研究目的
To predict a laser power value from a melt-pool image in laser powder bed fusion using a convolutional neural network.
研究成果
The proposed CNN (CNN-F7K3-Sig) showed high inference success rates and was effective in predicting laser power values from melt-pool images, even for states not seen in training. It is expected to be useful for identifying problematic positions in additive-manufactured layers without destructive tests.
研究不足
The study is limited by the quality of melt-pool images acquired and the need to distinguish useful from useless images in a preprocessing step.

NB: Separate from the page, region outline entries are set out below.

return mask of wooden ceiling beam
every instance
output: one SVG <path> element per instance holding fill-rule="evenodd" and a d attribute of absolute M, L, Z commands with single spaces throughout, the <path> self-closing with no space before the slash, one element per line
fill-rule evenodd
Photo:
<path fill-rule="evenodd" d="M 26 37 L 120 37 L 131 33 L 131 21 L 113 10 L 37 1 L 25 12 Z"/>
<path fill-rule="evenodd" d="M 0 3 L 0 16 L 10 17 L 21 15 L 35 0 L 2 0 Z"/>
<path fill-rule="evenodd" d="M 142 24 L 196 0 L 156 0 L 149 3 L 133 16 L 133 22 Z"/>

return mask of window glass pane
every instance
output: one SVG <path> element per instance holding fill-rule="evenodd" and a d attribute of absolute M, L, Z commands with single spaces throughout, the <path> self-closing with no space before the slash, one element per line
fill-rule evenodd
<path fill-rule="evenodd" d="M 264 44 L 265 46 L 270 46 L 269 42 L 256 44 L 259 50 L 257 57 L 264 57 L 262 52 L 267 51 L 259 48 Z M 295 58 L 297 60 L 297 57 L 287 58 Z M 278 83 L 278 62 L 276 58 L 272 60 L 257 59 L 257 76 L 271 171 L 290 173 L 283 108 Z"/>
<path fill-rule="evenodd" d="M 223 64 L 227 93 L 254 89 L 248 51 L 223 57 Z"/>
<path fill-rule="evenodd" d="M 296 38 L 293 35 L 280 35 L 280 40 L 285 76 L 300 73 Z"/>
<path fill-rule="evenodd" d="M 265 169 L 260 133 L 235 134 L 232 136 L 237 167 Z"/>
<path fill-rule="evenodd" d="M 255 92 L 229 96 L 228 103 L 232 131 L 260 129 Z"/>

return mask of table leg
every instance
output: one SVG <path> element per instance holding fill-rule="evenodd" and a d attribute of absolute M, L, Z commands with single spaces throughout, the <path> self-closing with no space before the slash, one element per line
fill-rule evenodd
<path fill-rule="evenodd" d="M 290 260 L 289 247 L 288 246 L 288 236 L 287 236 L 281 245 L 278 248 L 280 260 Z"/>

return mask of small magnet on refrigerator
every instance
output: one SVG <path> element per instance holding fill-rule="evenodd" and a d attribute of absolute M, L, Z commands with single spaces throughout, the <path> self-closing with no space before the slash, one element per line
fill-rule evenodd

1:Experimental Design and Method Selection:
The study used a convolutional neural network (CNN) to predict laser power values from melt-pool images. The CNN was optimally configured by grid search of hyper-parameters.
2:Sample Selection and Data Sources:
199,473 melt-pool images were acquired from a monitoring system inside metal additive manufacturing equipment. Images were labeled with laser power values.
3:List of Experimental Equipment and Materials:
High-speed camera inside metal AM equipment, laser beam of 1075 nm wavelength, stainless steel (SUS316L) powders.
4:Experimental Procedures and Operational Workflow:
Images were clipped into 60 × 60 pixels to remove useless black areas. Summing up pixel intensities and calculating histograms were used to filter garbage images.
5:Data Analysis Methods:
Root mean squared error (RMSE) and the coefficient of determination (R2) were used to evaluate the performance of the CNN.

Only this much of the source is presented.